Cocaïne : 18 mois de prison pour des dizaines de voitures saccagées
Cocaïne : 18 mois pour des dizaines de voitures saccagées

Alexandre, 23 ans, a été condamné à 18 mois d'emprisonnement par le tribunal correctionnel de Montpellier pour une série de vols avec dégradations commises au printemps 2026. Les faits se sont déroulés dans plusieurs communes de l'Hérault : Montpellier, Saint-Félix-de-Lodez et Saint-André-de-Sangonis. Au total, des dizaines de véhicules ont été saccagés, leurs vitres brisées, et de nombreux objets dérobés.

Une addiction à la cocaïne au cœur des actes

Entre le 3 et le 19 avril 2026, Alexandre a agi avec les mêmes outils : marteau, tournevis, crochet et couteau suisse.
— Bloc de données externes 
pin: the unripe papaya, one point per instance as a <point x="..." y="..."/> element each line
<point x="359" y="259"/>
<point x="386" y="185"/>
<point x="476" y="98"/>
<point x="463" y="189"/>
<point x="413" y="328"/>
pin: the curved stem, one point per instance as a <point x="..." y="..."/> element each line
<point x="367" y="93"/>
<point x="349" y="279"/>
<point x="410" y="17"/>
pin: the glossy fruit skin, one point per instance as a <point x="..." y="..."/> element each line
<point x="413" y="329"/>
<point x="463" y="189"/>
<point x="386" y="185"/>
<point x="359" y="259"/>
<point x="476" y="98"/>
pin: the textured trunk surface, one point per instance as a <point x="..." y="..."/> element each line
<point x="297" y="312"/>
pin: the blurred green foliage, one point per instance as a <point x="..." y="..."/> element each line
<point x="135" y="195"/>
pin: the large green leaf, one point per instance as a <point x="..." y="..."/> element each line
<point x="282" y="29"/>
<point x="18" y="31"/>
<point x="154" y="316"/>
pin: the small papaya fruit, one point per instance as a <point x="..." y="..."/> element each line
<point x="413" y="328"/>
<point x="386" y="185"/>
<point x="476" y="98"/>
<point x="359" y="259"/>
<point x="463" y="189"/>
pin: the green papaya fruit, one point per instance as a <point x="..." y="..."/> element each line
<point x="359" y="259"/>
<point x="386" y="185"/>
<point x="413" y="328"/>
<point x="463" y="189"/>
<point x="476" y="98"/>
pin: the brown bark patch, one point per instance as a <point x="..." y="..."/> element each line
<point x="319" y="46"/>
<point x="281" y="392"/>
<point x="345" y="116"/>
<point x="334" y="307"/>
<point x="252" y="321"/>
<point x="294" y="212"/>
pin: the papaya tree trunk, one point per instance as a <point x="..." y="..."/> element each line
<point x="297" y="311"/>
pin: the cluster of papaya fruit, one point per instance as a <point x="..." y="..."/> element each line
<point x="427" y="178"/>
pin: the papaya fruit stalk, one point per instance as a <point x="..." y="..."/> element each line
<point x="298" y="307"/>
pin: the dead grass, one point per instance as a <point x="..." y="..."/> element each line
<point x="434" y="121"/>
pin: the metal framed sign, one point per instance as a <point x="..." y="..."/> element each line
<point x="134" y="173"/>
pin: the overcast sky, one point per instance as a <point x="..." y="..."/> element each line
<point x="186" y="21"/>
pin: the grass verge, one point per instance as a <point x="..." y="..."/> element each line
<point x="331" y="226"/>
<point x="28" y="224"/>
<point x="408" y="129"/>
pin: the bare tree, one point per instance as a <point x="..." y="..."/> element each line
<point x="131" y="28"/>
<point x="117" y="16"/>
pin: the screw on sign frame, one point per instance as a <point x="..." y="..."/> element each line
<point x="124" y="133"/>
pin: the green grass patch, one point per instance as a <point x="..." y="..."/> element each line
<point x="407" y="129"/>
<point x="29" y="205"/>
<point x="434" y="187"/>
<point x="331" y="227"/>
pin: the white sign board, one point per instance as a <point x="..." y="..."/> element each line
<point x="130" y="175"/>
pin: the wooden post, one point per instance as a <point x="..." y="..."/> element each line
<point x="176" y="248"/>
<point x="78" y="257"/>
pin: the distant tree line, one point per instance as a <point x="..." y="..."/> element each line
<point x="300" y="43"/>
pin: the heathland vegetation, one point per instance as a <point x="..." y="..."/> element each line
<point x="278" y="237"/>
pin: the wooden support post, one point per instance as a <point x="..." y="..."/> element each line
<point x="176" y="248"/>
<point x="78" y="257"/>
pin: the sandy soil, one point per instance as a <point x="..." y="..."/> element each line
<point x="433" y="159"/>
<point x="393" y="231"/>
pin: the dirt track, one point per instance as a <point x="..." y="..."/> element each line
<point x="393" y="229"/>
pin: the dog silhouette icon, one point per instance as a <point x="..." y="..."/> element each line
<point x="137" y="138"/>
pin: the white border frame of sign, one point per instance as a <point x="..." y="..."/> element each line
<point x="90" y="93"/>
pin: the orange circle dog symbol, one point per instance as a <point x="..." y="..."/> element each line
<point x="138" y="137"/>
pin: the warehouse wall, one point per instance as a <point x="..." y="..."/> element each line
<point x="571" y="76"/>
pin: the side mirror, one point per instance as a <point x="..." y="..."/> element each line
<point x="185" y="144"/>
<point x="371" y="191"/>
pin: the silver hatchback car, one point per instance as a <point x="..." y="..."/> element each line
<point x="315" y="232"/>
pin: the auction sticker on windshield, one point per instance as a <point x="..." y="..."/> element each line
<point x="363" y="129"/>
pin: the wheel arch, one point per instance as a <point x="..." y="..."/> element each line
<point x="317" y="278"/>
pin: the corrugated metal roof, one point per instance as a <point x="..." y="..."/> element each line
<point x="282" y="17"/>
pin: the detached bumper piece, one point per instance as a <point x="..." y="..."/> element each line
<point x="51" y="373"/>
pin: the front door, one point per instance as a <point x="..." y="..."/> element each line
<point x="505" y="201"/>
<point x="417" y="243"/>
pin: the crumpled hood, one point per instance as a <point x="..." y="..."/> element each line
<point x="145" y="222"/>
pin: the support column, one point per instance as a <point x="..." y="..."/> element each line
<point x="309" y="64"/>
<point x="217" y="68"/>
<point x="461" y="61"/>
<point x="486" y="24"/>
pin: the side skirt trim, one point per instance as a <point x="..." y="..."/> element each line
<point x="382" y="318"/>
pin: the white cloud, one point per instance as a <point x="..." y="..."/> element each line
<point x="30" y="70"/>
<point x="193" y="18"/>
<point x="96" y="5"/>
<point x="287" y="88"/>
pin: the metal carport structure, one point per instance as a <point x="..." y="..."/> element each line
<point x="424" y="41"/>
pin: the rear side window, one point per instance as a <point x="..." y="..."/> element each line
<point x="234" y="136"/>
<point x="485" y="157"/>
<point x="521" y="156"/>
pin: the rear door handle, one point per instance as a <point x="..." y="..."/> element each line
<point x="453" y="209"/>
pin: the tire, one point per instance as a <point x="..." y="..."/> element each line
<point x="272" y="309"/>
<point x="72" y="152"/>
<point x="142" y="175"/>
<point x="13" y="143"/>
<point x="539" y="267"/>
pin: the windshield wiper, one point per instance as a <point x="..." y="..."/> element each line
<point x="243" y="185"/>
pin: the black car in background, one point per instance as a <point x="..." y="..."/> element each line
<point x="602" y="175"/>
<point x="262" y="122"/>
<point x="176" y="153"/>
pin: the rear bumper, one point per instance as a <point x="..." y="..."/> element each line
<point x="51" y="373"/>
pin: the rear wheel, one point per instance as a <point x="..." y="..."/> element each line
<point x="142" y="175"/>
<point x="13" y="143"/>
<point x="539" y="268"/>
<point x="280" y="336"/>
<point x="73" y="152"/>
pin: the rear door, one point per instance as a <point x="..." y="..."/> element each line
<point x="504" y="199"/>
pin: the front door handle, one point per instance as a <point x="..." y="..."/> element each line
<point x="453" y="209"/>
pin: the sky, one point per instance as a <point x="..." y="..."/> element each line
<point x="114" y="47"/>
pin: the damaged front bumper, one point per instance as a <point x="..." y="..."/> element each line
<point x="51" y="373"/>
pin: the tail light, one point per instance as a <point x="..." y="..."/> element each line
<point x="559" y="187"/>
Il a volé ordinateurs portables, lunettes, sacs de voyage, téléphones, cartes grises, papiers d'identité, cartes bancaires, vêtements, parfums et divers objets. Le 19 avril, il a été surpris dans un parking souterrain de Montpellier après avoir fracturé plusieurs véhicules. Les policiers ont retrouvé sur lui une batterie externe provenant d'un vol précédent. Le même jour, il avait tenté de voler une voiture dans un garage.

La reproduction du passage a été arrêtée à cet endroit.